Well, everyone knows what it feels like to max out. Or, more importantly, everyone knows what it feels like to put a little more weight on that bar than you can handle in an attempt to max out. Either you can't get the bar off your chest, or you get it halfway up and then it just stops, sitting there until someone helps you. Now if you're like me, you fall into the former category, where you need help getting the bar off your chest. After that it becomes easy to lock out. For many, the latter is true. Getting it off the chest is a cinch, but locking out is nearly impossible.
There are numerous ways to help solve this. People have used flyes, speed work, cable crossovers, and various tricep exercises. I as well have done these with limited success. And then recently at the gym, a friend suggested something: try the pause bench.
Now again, not everyone knows how this works, it's a good bet a lot of you do, but there are some out there that don't, so here's a quick rundown. Get into a power rack, and place the braces at your sticking point.
This would be either right at chest level or at about the halfway point, depending. From here you lift the bar up as quickly as you can and put it back down. If you have the braces at chest level, don't lock out; just get that thing up as quickly as you can. Then set the bar back down, take a breath, and do it again. Simple enough, right?

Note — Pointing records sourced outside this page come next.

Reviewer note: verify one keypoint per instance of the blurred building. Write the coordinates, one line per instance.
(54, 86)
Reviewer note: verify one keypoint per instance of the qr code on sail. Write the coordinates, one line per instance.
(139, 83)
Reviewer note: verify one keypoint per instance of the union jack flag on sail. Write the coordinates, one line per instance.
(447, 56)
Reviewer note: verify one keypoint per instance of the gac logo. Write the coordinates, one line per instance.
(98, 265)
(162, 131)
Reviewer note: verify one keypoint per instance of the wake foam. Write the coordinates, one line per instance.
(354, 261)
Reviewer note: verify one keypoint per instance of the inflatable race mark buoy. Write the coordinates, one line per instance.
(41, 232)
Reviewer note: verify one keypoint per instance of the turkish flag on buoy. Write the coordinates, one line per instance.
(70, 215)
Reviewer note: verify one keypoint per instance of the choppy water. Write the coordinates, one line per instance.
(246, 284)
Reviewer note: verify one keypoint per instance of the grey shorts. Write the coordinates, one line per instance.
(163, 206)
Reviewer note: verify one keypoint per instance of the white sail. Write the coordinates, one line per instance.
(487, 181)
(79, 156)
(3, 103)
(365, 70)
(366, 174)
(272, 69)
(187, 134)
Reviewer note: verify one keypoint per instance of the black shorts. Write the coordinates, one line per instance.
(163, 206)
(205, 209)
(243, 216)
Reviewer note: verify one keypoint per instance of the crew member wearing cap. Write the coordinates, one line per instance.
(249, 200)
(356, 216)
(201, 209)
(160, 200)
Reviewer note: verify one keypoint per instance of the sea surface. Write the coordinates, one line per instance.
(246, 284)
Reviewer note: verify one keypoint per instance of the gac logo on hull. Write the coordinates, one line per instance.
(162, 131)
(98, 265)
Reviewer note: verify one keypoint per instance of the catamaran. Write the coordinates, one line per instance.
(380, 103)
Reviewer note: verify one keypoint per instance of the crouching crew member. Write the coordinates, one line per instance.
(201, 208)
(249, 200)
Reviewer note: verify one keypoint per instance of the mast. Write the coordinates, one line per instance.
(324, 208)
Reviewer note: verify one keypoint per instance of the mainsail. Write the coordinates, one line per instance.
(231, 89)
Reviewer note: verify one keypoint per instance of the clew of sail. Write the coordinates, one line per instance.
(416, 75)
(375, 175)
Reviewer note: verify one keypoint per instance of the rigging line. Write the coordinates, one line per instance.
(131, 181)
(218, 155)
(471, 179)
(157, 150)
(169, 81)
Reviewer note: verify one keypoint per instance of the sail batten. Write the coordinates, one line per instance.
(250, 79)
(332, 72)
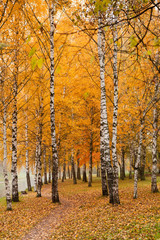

What you will notice is that you won't be doing as much weight as you would like. This is because rather than having your muscles primed from the descent, they're coming from total relaxation, so be sure to use a good bit less weight than you would use for normal benching. Trust me, it will still be a struggle. What this is doing is working your problem point directly, getting your muscles to work through that sticking point and (hopefully) eliminating it entirely. Through experience, I've discovered it is a bit rougher on the shoulders, so be sure to do rotator cuff exercises on a regular basis to avoid injury.
My bench routine* generally goes something like this:
Flat bench - 5x4 to 6
Incline DB press - 4x6 to 8
Pause bench - 4x4
* This is just the benching aspect, as flyes, pushdowns, dips and the like are added and modified on a weekly basis.
The Pause bench always goes last, because I have found it to be the most strenuous of the three, always tearing me up quite well.
Wrapping up, give the pause bench a try for two weeks and see how your bench will begin to soar. I know it's helped me a great deal. Comments are always welcome.